Comment by: Ridge Runner | February 21, 2013
It is generally accepted that Century made up that keyholing story to try and cover for all the Polish Tantals they shipped that had .223 bores instead of .221 bores. Goolge it, there are pages and pages of info on this subject. I have an unconverted Saiga in 5.45, it does not keyhole and neither will any other 5.45 that Century did not put the wrong barrel on.
Comment by: jwag74 | February 21, 2013
I had one of the earlier Century AK-74s. It was much more accurate than what you are seeing with the Interarms, but I used only Soviet surplus ammo.
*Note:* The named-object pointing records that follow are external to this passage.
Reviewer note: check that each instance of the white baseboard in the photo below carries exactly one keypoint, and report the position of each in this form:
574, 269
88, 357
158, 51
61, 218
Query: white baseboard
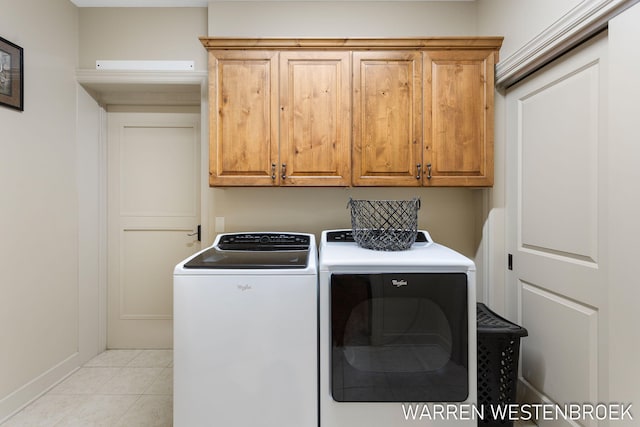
16, 401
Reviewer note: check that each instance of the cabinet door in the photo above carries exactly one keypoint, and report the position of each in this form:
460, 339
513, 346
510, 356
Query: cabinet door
387, 118
315, 119
243, 113
458, 118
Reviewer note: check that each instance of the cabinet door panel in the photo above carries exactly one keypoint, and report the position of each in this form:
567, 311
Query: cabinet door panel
459, 117
243, 111
315, 126
387, 125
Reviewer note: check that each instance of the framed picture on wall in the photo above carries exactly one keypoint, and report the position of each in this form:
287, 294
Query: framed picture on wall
11, 75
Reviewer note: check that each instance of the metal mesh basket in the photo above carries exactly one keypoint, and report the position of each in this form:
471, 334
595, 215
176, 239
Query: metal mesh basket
385, 225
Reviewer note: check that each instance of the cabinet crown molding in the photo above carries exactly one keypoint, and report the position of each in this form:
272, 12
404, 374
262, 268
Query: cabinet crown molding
448, 43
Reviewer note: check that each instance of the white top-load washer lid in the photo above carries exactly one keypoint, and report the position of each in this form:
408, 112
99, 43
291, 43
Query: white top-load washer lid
255, 251
338, 251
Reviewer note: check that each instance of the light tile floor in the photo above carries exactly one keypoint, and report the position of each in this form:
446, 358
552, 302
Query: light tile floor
116, 388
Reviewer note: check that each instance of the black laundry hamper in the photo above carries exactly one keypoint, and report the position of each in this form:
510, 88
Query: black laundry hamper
498, 353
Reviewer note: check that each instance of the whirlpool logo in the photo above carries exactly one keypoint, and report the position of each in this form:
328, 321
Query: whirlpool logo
398, 283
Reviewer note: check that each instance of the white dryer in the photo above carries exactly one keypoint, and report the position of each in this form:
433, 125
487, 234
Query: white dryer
397, 335
246, 334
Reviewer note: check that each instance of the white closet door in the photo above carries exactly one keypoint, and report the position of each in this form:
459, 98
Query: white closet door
153, 205
557, 172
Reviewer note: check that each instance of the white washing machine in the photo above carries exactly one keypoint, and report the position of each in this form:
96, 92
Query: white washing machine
397, 335
246, 333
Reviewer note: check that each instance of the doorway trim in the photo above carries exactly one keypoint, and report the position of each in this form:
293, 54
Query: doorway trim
580, 23
151, 89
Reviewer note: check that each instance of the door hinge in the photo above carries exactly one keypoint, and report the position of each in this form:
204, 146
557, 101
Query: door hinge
198, 233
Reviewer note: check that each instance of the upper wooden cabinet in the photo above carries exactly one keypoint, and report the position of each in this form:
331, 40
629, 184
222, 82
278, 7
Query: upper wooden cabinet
243, 119
362, 112
387, 112
458, 117
315, 118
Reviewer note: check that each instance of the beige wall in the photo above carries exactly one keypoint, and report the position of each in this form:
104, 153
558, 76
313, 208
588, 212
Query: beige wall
448, 214
38, 201
142, 34
341, 19
519, 21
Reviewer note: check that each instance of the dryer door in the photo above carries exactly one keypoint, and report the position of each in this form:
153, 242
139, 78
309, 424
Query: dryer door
399, 337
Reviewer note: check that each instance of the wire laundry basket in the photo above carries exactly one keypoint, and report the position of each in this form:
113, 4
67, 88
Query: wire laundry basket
384, 225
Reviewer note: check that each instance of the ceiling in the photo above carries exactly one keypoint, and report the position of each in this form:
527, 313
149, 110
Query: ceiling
182, 3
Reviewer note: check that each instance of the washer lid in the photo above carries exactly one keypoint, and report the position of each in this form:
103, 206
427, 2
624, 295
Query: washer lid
254, 251
215, 258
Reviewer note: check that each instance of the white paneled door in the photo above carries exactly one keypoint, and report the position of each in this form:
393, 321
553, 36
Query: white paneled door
153, 208
556, 169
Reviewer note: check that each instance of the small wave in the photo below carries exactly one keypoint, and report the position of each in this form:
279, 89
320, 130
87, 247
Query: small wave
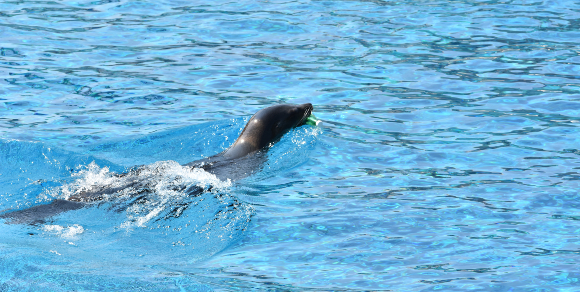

Perhaps the 53 gr. bullet weight is better for the twist. In any case, the AK-74 is a very useful tool, since you can carry much more ammo than with the AK-47.
Comment by: obxned | February 21, 2013
Think we can still buy them for $639?
Comment by: Cecil B | February 21, 2013
I have several AK pattern pieces, of varying calibers and gauges, in my collection, and if they are anything, they are supremely reliable. Old MTK certainly knew what he was doing when he designed this rifle. Not to slight Jack Stoner, who designed our M16 family of rifles, many of which are also in my collection, but I think if I really had to choose, I'd go with the Kalashnikov line.....
Comment by: canovack | February 24, 2013
Yeah Colonel. Easy to tear down, clean and will put up a solid wall of lead at 100 yds. for sure. Still love my AR buy like you said, a very reliable firearm, and that's what counts in a gunfight.